Bolivian Wildlife Trivia #9: What is the largest rodent in the world? The capybara, also known in Bolivia as the carpincho, is the world's largest rodent. It is actually related to some of the smaller rodents: chincillas and guinea pigs! Carpinchos can weigh over 100 pounds! Their teeth, like those of the beaver, never stop growing. They have slightly webbed feet and love the water. They are so aquatic, in fact, that they often sleep in the water with just the tips of their snouts sticking out. They are considered amphibious rodents and in some places of Bolivia people consider them a fish! During lent and
Easter in Bolivia
(when Catholics do not eat meat, only fish) they eat capybara without hesitation!
Bolivian Wildlife Trivia #10: How can blue morpho butterflies protect you? One of the largest and most beautiful butterflies on Earth, the blue morpho (Morpho menelaus), has an average wingspan of 6 inches or more! It is not an endangered species and can be found throughout the Bolivian rainforest. Males are very territorial and use their bright blue wings to scare off other males. The microscopic structure of each scale on their wings causes them to shimmer with an iridescent blue color which changes when seen from different angles. Different colors have different wavelengths so the angle at which the light hits the wing and is then reflected to your eye will change the color you see. Some of their scales reflect light and some do not. This gave the financial security industry the idea to use iridescent images on paper currency and credit cards to make them difficult to counterfeit. Thanks to Gijs of Ruta Verde Tours in Bolivia for this amazing photo! In Bolivia, contact them to take a
Bolivian wildlife tour!
Bolivian Wildlife Trivia #11: Why do tapirs only have stripes when they are babies? Tapirs are born with a reddish-brown pelt, whitish stripes and rows of dots. Baby tapirs are able to walk the moment they are born, but cannot outrun predators yet, so it is believed their stripes are needed to camouflage them. They fade gradually and are usually gone by the time they are 7 months old, when they are expected to be able to escape from predators on their own. Tapirs may fall prey to anacondas and jaguars but are usually able to outrun or outswim others. The lowland tapir (Tapirus terrestris) is the most common tapir in Bolivia, needs lots of water, and is usually found in the rainforest and wetlands. However, amazingly there is a large tapir population in the
area, one of the dryest, most un-inhabitable areas of Bolivia. How any wildlife could survive with so little water is a mystery.
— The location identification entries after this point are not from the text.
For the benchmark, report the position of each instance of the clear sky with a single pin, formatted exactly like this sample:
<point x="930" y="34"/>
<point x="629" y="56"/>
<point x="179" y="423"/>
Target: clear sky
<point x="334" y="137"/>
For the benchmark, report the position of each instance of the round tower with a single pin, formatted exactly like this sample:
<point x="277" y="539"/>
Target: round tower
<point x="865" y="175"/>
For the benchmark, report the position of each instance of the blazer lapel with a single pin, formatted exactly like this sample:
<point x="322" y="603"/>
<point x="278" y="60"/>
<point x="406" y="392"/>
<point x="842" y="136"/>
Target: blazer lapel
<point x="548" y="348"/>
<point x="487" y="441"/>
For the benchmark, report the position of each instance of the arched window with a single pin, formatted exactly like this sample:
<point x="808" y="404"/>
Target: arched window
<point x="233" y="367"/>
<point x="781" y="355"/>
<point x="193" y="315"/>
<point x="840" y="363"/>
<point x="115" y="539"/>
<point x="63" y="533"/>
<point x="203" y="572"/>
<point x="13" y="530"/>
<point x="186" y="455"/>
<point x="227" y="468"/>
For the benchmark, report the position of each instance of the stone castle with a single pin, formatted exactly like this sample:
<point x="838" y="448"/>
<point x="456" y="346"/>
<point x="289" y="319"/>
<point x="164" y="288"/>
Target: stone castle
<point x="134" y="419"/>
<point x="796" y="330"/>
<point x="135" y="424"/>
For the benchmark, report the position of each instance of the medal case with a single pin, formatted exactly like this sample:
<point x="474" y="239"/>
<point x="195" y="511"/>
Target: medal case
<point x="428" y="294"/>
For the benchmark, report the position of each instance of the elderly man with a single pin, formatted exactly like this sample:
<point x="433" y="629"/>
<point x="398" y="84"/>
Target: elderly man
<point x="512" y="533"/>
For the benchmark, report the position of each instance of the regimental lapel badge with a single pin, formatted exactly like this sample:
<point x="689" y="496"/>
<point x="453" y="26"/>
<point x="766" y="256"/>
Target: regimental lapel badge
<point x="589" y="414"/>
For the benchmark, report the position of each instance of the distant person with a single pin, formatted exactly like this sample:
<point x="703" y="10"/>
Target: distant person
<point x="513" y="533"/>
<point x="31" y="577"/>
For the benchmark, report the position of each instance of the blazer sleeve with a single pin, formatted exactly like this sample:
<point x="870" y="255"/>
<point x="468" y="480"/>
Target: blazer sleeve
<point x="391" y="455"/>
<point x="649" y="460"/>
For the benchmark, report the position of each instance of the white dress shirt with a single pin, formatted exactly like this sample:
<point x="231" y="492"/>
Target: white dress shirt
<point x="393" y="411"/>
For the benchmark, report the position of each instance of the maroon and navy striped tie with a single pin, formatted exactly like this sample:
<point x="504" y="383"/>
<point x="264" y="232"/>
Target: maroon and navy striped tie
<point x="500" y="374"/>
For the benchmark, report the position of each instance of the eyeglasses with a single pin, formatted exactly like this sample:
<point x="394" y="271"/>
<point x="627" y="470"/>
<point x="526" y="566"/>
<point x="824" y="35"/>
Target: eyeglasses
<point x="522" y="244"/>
Bolivian Wildlife Trivia #12: The wackiest wildlife in Bolivia might actually be a domesticated dog! British explorers discovered a breed of two-nosed dog in a small village called Ojaki in the Bolivian Amazon! Now that's some wacky wildlife trivia!
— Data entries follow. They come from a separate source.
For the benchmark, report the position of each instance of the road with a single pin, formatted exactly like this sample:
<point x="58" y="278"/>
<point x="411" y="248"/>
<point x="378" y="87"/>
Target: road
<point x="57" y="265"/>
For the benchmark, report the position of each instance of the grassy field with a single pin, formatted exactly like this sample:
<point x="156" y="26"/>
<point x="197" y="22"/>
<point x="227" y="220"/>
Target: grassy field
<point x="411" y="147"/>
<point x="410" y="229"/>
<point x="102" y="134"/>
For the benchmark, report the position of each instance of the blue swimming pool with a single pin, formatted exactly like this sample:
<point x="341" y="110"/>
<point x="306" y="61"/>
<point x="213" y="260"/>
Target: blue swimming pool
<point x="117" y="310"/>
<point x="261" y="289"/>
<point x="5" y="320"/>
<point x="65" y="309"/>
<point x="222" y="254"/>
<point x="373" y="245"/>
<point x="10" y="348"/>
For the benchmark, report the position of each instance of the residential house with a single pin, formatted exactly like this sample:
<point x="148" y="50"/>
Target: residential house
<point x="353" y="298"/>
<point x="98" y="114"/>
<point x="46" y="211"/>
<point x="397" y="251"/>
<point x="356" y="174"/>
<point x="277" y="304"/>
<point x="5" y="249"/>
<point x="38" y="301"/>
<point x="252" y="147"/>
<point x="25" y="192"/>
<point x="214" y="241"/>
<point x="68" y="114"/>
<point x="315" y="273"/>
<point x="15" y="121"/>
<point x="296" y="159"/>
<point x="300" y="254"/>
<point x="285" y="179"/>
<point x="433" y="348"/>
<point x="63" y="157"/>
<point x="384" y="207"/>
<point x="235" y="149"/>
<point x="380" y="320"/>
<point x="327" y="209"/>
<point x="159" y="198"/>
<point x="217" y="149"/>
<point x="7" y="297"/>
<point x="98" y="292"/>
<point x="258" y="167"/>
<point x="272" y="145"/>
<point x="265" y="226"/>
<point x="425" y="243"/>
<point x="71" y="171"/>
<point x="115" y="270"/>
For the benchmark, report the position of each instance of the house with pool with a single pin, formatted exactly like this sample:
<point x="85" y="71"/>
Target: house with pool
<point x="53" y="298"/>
Bolivian Wildlife Trivia #13: Bolivia is home to the world's largest repository of dinosaur footprints. You can see them if you visit Cal Orck’o, just 20 minutes from Bolivia’s capital city of Sucre. This area was declared a UNESCO site but the rock quarry belonging to a cement factory (whose workers found the tracks in 1994) is right next to the site and that is making conservation of this area difficult. There are more than 5000 tracks, made by up to 150 dinosaurs and they are estimated to be nearly 70-million years old, from the Cretaceous era.
They were made by both carnivores and herbivores and the largest prints are more than three feet in length. Update: due to heavy rains and vibration from the cement quarry, a large portion of this hillside collapsed in 2011, taking with it some of the dinosaur tracks.